The St. Luke’s Sterile Processing Department, or SPD, is the place where all surgical and medical instruments are sent to be meticulously cleaned, sanitized and packaged for reuse. It’s a behind-the-scenes function that is an essential part of the health care system.

“On any given day, we are processing many, many items here at our hospital in Bethlehem,” states Taylor Bennett, St. Luke’s Network Director of Sterile Processing. “But with the current situation, there is an overwhelming need to process our employees’ PPE on a daily basis. We literally have thousands of masks.”

For Dr. Roscher, a light went on – literally and figuratively.
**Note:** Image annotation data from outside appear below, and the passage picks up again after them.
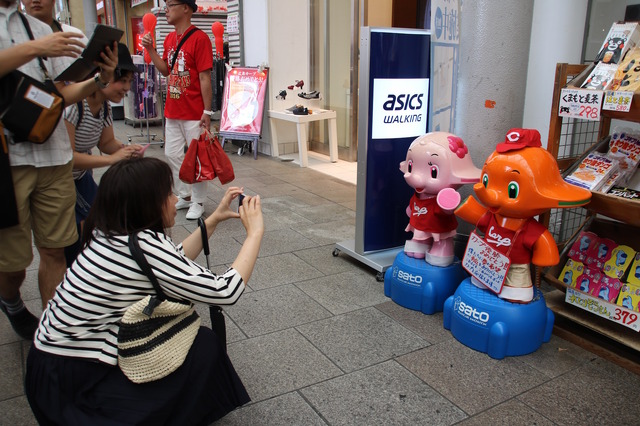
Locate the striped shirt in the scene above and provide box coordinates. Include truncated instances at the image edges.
[35,231,244,365]
[0,5,73,167]
[64,99,113,180]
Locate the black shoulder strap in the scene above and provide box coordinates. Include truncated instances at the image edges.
[76,100,109,129]
[169,27,199,73]
[129,234,166,300]
[76,101,84,129]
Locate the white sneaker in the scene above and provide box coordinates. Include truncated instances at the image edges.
[186,203,204,220]
[176,198,191,210]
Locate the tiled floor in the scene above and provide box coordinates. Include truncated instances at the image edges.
[0,122,640,425]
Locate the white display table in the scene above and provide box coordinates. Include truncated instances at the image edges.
[269,108,338,167]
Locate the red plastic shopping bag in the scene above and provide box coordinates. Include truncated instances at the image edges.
[179,132,216,183]
[179,130,235,185]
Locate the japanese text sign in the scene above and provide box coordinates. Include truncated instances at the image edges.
[558,89,604,121]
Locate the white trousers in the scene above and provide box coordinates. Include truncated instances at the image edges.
[164,118,207,203]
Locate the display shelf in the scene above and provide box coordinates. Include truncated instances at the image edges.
[541,63,640,362]
[563,137,640,227]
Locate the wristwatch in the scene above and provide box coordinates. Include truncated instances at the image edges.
[93,73,109,89]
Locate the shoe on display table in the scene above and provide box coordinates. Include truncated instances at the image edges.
[443,278,554,359]
[384,251,468,315]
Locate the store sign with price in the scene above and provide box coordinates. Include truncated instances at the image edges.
[558,89,604,121]
[602,90,633,112]
[564,287,640,331]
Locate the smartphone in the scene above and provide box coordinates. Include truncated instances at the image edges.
[238,194,244,212]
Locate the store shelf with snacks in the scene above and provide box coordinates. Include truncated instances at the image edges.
[541,63,640,366]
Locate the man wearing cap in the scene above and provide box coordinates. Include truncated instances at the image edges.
[142,0,213,220]
[64,43,142,266]
[0,0,118,340]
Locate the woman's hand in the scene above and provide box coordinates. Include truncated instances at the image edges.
[30,31,84,58]
[239,195,264,238]
[111,145,139,164]
[207,186,244,227]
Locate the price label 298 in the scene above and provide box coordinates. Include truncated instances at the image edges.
[558,89,604,121]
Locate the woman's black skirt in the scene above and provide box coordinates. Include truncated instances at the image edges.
[25,327,250,425]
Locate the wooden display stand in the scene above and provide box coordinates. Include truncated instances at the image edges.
[542,64,640,374]
[269,108,338,167]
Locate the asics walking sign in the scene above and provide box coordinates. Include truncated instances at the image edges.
[371,78,429,139]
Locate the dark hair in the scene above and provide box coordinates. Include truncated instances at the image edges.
[113,68,133,82]
[82,157,173,246]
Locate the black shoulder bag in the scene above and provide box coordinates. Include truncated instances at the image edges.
[118,234,200,383]
[0,12,64,144]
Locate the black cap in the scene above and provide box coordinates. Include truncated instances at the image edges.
[182,0,198,12]
[116,43,138,73]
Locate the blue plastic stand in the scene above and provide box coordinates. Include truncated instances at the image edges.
[384,251,468,315]
[443,278,554,359]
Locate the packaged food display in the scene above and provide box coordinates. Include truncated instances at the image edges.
[607,48,640,92]
[627,252,640,287]
[602,245,637,279]
[580,62,618,90]
[565,152,618,191]
[569,231,598,263]
[584,238,618,270]
[596,22,640,64]
[616,283,640,312]
[558,259,584,288]
[608,128,640,178]
[592,275,622,303]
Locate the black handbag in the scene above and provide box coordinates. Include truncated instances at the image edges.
[198,217,227,352]
[118,234,200,383]
[0,13,65,144]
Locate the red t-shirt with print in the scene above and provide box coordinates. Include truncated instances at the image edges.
[162,25,213,120]
[477,213,547,264]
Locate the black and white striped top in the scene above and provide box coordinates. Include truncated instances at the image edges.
[35,231,244,365]
[64,99,113,180]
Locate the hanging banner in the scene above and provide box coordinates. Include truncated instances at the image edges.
[220,68,269,136]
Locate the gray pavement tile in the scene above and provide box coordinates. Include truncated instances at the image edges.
[300,361,466,425]
[0,396,38,426]
[228,329,342,402]
[0,341,24,400]
[294,244,370,275]
[297,204,356,223]
[296,308,429,372]
[518,358,640,425]
[375,300,453,344]
[291,218,356,245]
[398,339,549,415]
[213,392,326,426]
[225,284,331,337]
[296,270,389,315]
[458,399,555,426]
[249,253,322,290]
[260,229,318,257]
[518,335,597,377]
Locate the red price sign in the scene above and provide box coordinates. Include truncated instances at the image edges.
[558,89,604,121]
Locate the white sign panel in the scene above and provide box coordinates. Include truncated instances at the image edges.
[558,89,604,121]
[602,90,633,112]
[371,78,429,139]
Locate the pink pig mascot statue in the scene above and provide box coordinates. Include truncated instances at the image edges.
[400,132,481,267]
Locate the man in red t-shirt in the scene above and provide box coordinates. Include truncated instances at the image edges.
[142,0,213,219]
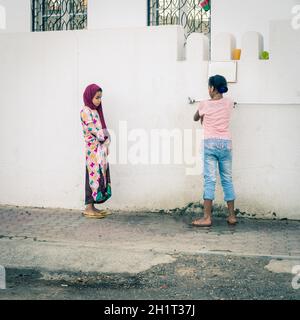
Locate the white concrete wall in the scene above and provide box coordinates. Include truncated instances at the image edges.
[88,0,147,29]
[0,0,31,33]
[211,0,300,50]
[0,21,300,219]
“I had been doing private research about finding ways to decontaminate masks for reuse, and peer-reviewed literature suggested that, in a pandemic, UV-C light could be an acceptable strategy to sterilize masks,” he says. UV-C is a specific range of UV, or ultra-violet, light and has been shown to deactivate viruses and other pathogens by causing changes in their DNA.

Through a mutual contact, Dr. Roscher got in touch with Nelson Tansu, PhD, Lehigh University’s Director and Endowed Chair of its Center for Photonics and Nanoelectronics (CPN). 

“What St. Luke’s was looking for was a high-throughput sterilization system,” said Dr. Tansu. “Together with our two teams, we started a collaborative design process which was completed in record time.”

The two organizations joined forces through a series of Zoom meetings and hundreds of emails, to design, fabricate, install and test the device – all within a matter of two weeks – and all while maintaining social distancing protocols.

The end result: a way to effectively and efficiently sterilize 200 masks every 8 minutes!